OCR will exercise its enforcement discretion and will not impose penalties for noncompliance with the regulatory requirements under the HIPAA Rules against covered health care providers in connection with the good faith provision of telehealth during the COVID-19 PHE.

CMS will also use enforcement discretion related to copays to decrease cost barriers for beneficiaries receiving care.

Please view the HIPAA enforcement notice for more information.

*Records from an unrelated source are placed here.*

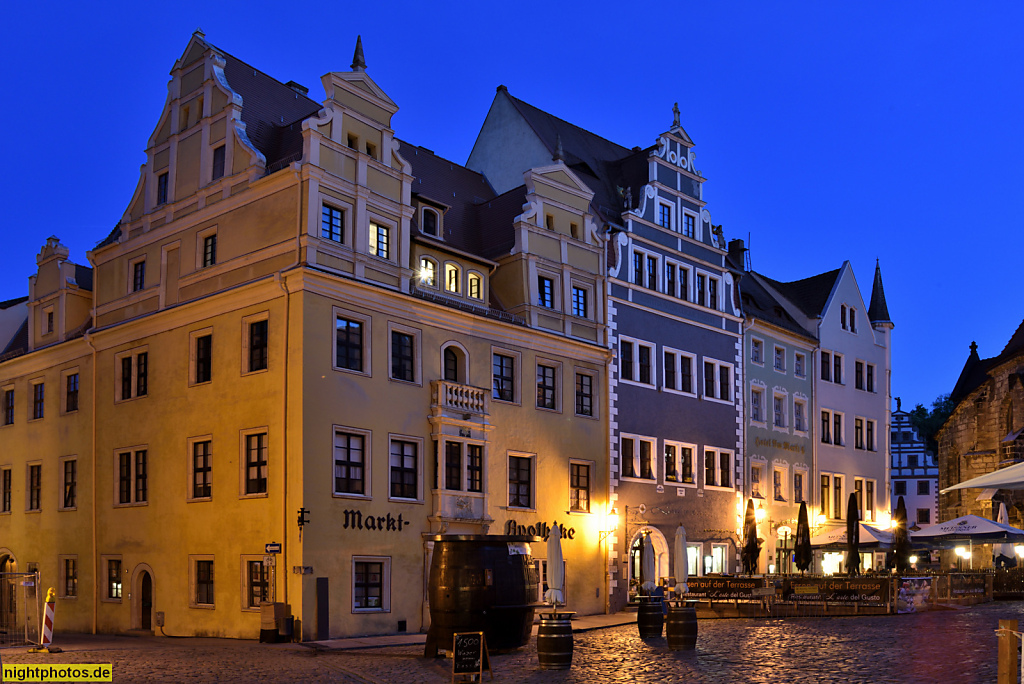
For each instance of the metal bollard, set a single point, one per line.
(1008, 652)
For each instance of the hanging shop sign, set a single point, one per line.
(538, 529)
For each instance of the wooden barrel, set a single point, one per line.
(554, 643)
(481, 583)
(649, 617)
(681, 628)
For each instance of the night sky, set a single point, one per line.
(826, 131)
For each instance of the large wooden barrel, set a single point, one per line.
(649, 617)
(481, 583)
(681, 628)
(554, 642)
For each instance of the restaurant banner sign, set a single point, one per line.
(722, 588)
(830, 590)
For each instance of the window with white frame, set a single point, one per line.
(636, 360)
(677, 371)
(718, 381)
(637, 454)
(371, 584)
(131, 371)
(757, 350)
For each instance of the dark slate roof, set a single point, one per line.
(459, 188)
(603, 165)
(809, 294)
(878, 310)
(271, 111)
(760, 303)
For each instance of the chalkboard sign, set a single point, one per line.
(469, 654)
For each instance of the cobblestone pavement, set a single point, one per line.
(947, 645)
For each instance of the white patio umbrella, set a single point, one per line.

Radiation oncology clinics are making widespread and unprecedented practice changes to continue treating cancer patients and support broader health care system efforts to stop COVID-19. This is a rapidly evolving situation and ASTRO will continue to provide updates as they become available.


DISCLAIMER
ASTRO Guidance on use of Telehealth during COVID-19 Public Health Emergency is based on information available from HHS and private payers. It is being provided for voluntary, educational use by health care providers during an urgent and evolving COVID-19 pandemic. The Guidance is based on information available at the time it was prepared. There may be new developments that are not reflected here and that may, over time, be a basis for ASTRO to revisit and update this Guidance. Before relying on any of the codes, information or opinions contained in this Guidance, users should verify correct code usage with the appropriate health care provider, legal counsel and/or contractor. The final decision for the coding of any procedure must be made by the physician, considering the regulations of insurance carriers and any local, state or federal laws that apply to the physician’s practice. The Guidance is provided on an “as-is” basis; users of the Guidance assume all responsibility and risk for any and all use. Neither ASTRO nor any of its officers, directors, agents, employees, committee members or other representatives shall have any liability for any claim, whether founded or unfounded, of any kind whatsoever, including but not limited to any claim for costs and legal fees, arising from the use of this Guidance or opinions provided by ASTRO in response to user inquiry.